I grab the first box of shoes and head towards the door, but Emily stops me, yelling "wait". I watch her as she runs towards me and removes the black cardigan from the box.

"All good?" I ask and she nods. We head down together with the boxes which are then loaded into Joe's truck. Emily has an unsettled expression on her face the entire time, like she's about to either cry or scream.

When they drive away, I turn my attention back to the Clark home, taking in every detail for the painting I'm planning.

"This is a pretty house," I say, breaking the silence that has fallen between Emily and me, now alone at her home. Emily glares at the for-sale sign in the yard, before walking back towards the house. She grabs water from the fridge and starts pouring some for me. I watch her, straight brown hair spilling over her shoulders.

"So, why don't you want to move?" I ask for something to say. I can think of a million reasons why someone wouldn't want to move from this home.

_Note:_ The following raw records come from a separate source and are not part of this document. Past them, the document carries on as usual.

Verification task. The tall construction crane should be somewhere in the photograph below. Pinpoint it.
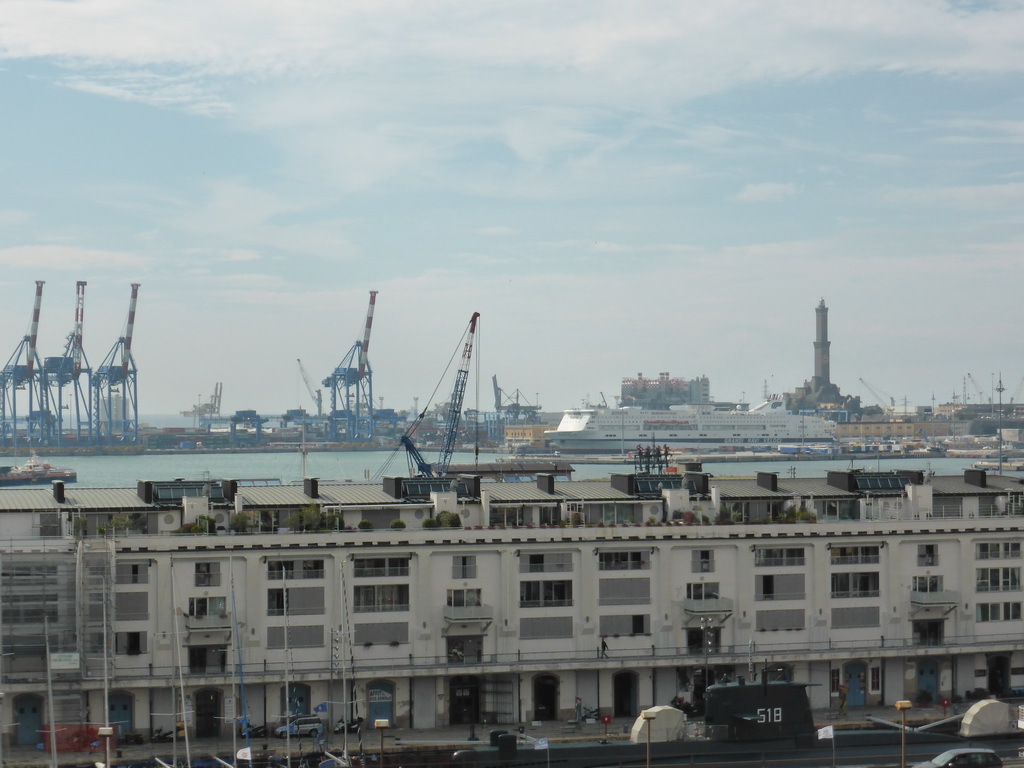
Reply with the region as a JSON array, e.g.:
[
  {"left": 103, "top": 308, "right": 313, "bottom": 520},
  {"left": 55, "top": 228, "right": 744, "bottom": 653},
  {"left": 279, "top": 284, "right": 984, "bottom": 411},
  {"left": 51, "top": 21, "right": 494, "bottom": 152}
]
[
  {"left": 296, "top": 357, "right": 324, "bottom": 417},
  {"left": 967, "top": 374, "right": 992, "bottom": 403},
  {"left": 401, "top": 312, "right": 480, "bottom": 477},
  {"left": 0, "top": 280, "right": 53, "bottom": 445},
  {"left": 323, "top": 291, "right": 378, "bottom": 442},
  {"left": 490, "top": 376, "right": 541, "bottom": 421},
  {"left": 43, "top": 280, "right": 93, "bottom": 445},
  {"left": 92, "top": 283, "right": 139, "bottom": 445},
  {"left": 860, "top": 379, "right": 896, "bottom": 411}
]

"Who said I don't want to move?" she asks, handing me one of the cups.

"Oh, I don't know. Maybe just the look of disgust you gave the for-sale sign five minutes ago?" I say. "Or maybe it was the look you gave the pile of boxes at the back of the truck."

"Jeez Blake," Emily says with a laugh. "You didn't have to call me out like that. Because all of this just feels like I'm getting farther and farther away from my mom. The move, cleaning out her closet, all of it."

I'm silent after that, pulling my hair into a bun for something to do. I felt exactly the same way when we left the home where my mom lived, even though I have no memories of her being in the home. I think of all the things I've done to be closer to my mom, like learning to rock climb and cliff jumping and kayaking down Grade Five rapids. I tell Emily about those memories.

"You know I never met my mom but whenever I wanted to feel close to her I went rock climbing at that spot," I tell her and suddenly feel ineffably sad, realizing I will never be able to do that again. Well, not anytime soon anyways. "Anyway, what I'm trying to say here is that you should do something to feel close to her in a new way, new memories that substitute for that house-shaped void you're feeling."

I suddenly think of the list and grin wildly as I point to the list in Emily's pocket. "Actually, you could even do that bucket list. I mean, what have you got to lose?"

She laughs and the conversation moves to more amiable topics like Schitt's Creek and our dad's epic bromance.

When I head home that night, I flip to a new page of my sketchpad and begin on Emily's house.